Freitag, 19. Dezember 2014, 12:58

Ohne dir zu nahe treten zu wollen, aber da fehlt es wohl am Hintergrundwissen.

Aber darauf habe ich ja auch hingewiesen, dass ich keine Ahnung habe. Aber irgend etwas ist nun mal falsch gelaufen, sonst hätte es diesen Unfall u. das, schon für einen Feierabend-Flusi-Gamer unverständliche Verhalten der Piloten, ja gar nicht erst gegeben. Wenn ihr nun alle meine mit :?: versehenen Versuche einer Erklärung entkräftet habt, erwarte ich aber auch, eine für Leute ohne Hintergrundwissen, verständliche Erklärung. :help:
Rolf-Uwe
unter dem Anflug EDDC 04, Dresden-Trachau

362

Freitag, 19. Dezember 2014, 14:09

Karl ,vielen Dank für Deine fachlich fundierten Ausführungen.
Zur Ausbildung der Piloten ist generell noch zu sagen, daß sie ja z.B. in Phenix/Arizona (LH) das Fliegen auf kleineren Fliegern bis zum Erbrechen lernen und das A... Gefühl mit Sicherheit vermittelt bekommen. Auch anschließend in Deutschland geht es eine ganze Weile auf 2-Mots bevor man irgendwann mal auf die "Großen" kommt.
Vielleicht interessiert mein Aufenhalt im SIM um zu sehen was da alles so geprüft wird wobei hier nur ein Auszug von Möglichkeiten verlangt wurde, beim nächsten sind z.B. Low-Vis-Landungen Hauptbestandteil, es ist also ein ständiges Üben.
Bezüglich Crew-Management: Einige Dinge dürfen z.B. nur mit Zustimmung beider Piloten vollzogen werden, z.B. Abschießen des Fire-Handlings.
Wie Karl schon ausführte, in Wolken oder dunkler Nacht gibt es kein A..Gefühl mehr, da sind die Instrumente gefragt, siehe hierzu den folgenden Beitrag SPATIAL DISORIENTATION.

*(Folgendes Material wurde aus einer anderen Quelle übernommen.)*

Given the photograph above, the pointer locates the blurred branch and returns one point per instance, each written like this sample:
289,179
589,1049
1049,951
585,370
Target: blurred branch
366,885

5 Stunden dabei im Full-Simulator


Nach mehreren JUMP-SEAT-Flügen konnte ich
nun einen weiteren Höhepunkt erleben: Ich durfte beim REFRESHER einer
Crew ca. 5 Stunden im A-320 Fullsimulator in Berlin dabei sein, auch das
Vor- und Nachbriefing im Briefingraum gehörte dazu.

Mein Bekannter, Check-Kapitän auf A-320 und für die Durchführung des
REFRESHER verantwortlich, hatte das Einverständnis der Crew vorher
eingeholt. Das ist nicht selbstverständlich, da die Crew ja unter
ziemlicher Anspannung steht und 5 Stunden lang hochkonzentriert Dinge
abarbeiten muß, die normal kaum vorkommen.





REFRESHER,

Teil 1: Airport- Familiarisation SPC (La Palma-Kanaren)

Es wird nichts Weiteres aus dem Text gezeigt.